I was all there the next morning, when Sailor Ben half awakened me by shouting merrily, “All hands on deck!” The words rang in my ears like a part of my own dream, for I was at that instant climbing up the side of the Rawlings to offer myself as cabin-boy.
The Admiral was obliged to shake me roughly two or three times before he could detach me from the dream. I opened my eyes with effort, and stared stupidly round the room. Bit by bit my real situation dawned on me. ’What a sickening sensation that is, when one is in trouble, to wake up feeling free for a moment, and then to find yesterday’s sorrow all ready to go on again!
“’Well, little messmate, how fares it?”
I was too much depressed to reply. The thought of returning to Rivermouth chilled me. How could I face Captain Nutter, to say nothing of Miss Abigail and Kitty? How the Temple Grammar School boys would look at me! How Conway and Seth Rodgers would exult over my mortification! And what if the Rev. ’Wibird Hawkins should allude to me in his next Sunday’s sermon?
Sailor Ben was wise in keeping an eye on me, for after these thoughts took possession of my mind, I wanted only the opportunity to give him the slip.
The keeper of the lodgings did not supply meals to his guests; so we breakfasted at a small chophouse in a crooked street on our way to the cars. The city was not astir yet, and looked glum and careworn in the damp morning atmosphere.

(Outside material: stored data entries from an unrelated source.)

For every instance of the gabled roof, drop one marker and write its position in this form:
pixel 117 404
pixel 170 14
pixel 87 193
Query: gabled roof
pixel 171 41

Here and there as we passed along was a sharp-faced shop-boy taking down shutters; and now and then we met a seedy man who had evidently spent the night in a doorway. Such early birds and a few laborers with their tin kettles were the only signs of life to be seen until we came to the station, where I insisted on paying for my own ticket. I didn’t relish being conveyed from place to place, like a felon changing prisons, at somebody else’s expense.
On entering the car I sunk into a seat next the window, and Sailor Ben deposited himself beside me, cutting off all chance of escape.
The car filled up soon after this, and I wondered if there was anything in my mien that would lead the other passengers to suspect I was a boy who had run away and was being brought back.